Ombudsman RI sebut Istilah Beras Oplosan Kurang Tepat

Ombudsman RI sebut Istilah Beras Oplosan Kurang Tepat

JAKARTA – Ombudsman Republik Indonesia (RI) menilai istilah beras oplosan yang belakangan ramai diperbincangkan kurang tepat digunakan.

Menurut Anggota Ombudsman RI, Yeka Hendra Fatika, yang terjadi di lapangan adalah praktik pencampuran (mixing) antar varietas, bentuk beras (utuh, butir patah, menir), beras lama dengan baru, maupun beras impor dengan lokal.

“Praktik tersebut umum terjadi dan aman dikonsumsi selama tidak menyesatkan konsumen. Hal yang dilarang adalah membohongi konsumen,” tegas Yeka dalam keterangan resminya, Jumat, 8 Agustus.

Ia menambahkan, larangan yang jelas berlaku adalah mencampur beras Stabilisasi Pasokan dan Harga Pangan (SPHP) dengan beras komersial di pasaran. Dalam penegakan hukum, Ombudsman RI mendukung langkah aparat terhadap pelanggaran label, isi, dan kemasan beras.

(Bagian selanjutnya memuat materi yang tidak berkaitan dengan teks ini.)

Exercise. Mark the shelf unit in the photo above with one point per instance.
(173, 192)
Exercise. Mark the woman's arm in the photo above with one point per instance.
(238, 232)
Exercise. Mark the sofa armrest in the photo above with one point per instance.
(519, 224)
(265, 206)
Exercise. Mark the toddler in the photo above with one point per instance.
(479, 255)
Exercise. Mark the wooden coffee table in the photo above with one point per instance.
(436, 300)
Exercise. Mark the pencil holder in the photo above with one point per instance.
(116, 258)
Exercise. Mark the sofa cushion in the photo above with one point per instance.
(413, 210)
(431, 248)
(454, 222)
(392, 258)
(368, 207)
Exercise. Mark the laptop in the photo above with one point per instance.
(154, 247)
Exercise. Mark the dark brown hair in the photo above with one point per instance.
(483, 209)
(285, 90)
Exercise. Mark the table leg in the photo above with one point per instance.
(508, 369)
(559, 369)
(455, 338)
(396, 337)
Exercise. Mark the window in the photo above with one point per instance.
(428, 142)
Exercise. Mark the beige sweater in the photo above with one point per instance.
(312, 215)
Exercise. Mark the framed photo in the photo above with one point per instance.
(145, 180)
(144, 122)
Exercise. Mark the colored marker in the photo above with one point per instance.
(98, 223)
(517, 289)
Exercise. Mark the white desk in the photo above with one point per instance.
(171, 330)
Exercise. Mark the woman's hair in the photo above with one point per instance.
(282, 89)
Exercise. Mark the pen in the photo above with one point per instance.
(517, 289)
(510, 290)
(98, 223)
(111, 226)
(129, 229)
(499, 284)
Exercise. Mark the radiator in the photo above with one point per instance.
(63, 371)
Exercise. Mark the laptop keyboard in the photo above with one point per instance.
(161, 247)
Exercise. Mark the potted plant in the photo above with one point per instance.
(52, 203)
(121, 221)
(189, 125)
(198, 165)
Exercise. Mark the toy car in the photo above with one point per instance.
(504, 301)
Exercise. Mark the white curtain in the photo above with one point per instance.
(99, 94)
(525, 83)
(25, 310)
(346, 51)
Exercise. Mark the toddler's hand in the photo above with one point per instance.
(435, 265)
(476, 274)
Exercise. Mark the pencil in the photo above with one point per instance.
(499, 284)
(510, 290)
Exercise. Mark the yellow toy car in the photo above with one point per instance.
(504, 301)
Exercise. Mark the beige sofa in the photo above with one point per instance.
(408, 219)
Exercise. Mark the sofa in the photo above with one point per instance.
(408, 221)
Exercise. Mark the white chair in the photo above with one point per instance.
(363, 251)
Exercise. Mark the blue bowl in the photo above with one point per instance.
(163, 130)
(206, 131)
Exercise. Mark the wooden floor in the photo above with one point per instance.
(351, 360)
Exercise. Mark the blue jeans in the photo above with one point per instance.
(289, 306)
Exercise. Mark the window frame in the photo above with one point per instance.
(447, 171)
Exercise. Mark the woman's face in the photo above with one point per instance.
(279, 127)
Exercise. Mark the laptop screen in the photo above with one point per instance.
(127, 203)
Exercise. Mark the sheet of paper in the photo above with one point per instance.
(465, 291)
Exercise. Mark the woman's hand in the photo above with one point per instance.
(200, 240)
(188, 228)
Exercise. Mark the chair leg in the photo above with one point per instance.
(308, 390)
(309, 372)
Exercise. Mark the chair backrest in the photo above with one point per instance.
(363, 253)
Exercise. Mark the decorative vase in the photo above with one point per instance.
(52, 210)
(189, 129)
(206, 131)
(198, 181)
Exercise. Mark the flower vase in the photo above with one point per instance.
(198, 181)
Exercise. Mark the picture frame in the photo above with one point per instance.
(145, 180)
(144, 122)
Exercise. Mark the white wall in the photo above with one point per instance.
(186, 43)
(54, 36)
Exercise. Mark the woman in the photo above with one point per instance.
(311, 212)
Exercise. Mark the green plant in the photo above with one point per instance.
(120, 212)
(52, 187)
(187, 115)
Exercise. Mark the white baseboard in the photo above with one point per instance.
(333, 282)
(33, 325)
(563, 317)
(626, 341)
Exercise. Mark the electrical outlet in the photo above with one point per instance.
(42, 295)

Namun, Yeka mengingatkan agar penindakan mengedepankan prinsip ultimum remedium dengan pembinaan dan edukasi terlebih dahulu, terutama jika perbedaan mutu tidak signifikan atau disebabkan faktor penanganan dan transportasi.

Ombudsman juga mendorong pemerintah segera melepaskan cadangan beras Perum Bulog ke pasar demi memastikan kebutuhan masyarakat terpenuhi.

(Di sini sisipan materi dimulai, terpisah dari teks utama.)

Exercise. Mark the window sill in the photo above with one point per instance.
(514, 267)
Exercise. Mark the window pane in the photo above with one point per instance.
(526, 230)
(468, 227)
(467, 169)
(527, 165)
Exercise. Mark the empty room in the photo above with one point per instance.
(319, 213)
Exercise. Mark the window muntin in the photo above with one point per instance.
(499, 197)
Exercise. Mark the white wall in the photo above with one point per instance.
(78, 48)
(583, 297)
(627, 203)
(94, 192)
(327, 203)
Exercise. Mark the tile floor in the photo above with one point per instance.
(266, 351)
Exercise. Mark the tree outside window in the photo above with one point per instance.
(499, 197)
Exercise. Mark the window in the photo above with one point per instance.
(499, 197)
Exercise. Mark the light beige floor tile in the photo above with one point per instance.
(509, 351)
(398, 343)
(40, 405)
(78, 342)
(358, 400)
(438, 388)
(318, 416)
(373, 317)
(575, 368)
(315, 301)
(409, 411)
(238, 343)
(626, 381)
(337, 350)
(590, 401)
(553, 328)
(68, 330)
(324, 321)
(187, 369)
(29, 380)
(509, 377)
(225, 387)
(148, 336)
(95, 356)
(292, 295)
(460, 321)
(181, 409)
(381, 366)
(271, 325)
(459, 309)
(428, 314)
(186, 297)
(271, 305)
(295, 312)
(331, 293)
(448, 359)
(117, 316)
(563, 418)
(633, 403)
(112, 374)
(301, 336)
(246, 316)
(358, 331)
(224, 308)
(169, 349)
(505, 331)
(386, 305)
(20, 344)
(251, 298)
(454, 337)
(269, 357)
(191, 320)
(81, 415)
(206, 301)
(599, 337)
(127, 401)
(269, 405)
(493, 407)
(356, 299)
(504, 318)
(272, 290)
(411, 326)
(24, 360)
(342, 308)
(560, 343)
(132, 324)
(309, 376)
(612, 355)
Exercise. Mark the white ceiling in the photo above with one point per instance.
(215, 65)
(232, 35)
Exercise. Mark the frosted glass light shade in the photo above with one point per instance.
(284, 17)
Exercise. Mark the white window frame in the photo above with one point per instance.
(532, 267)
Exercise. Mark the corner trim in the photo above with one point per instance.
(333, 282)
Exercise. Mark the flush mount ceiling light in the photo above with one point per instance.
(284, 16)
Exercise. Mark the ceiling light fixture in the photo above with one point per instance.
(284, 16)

“Beras di gudang Bulog harus segera keluar mengingat masyarakat membutuhkan ketersediaan beras, sementara pelaku usaha pun perlu diyakinkan dengan mekanime yang menjamin rasa aman agar mau menyerap beras Bulog,” ujar Yeka.

Menurut Yeka, sebagian beras di gudang Bulog sudah berumur lebih dari satu tahun, bahkan ada yang berasal dari Februari 2024, sehingga berpotensi mengalami penurunan kualitas.

Untuk memperlancar distribusi, ia menyarankan Badan Pangan Nasional (Bapanas) menyesuaikan Peraturan Nomor 2 Tahun 2023 tentang Persyaratan Mutu dan Label Beras agar selaras dengan SNI 6128/2020.

“Penyesuaian ini penting agar pasokan beras di pasar tetap terjaga. Ke depan, perlu ada kebijakan standar mutu beras yang memberikan insentif peningkatan kualitas produksi beras,” katanya.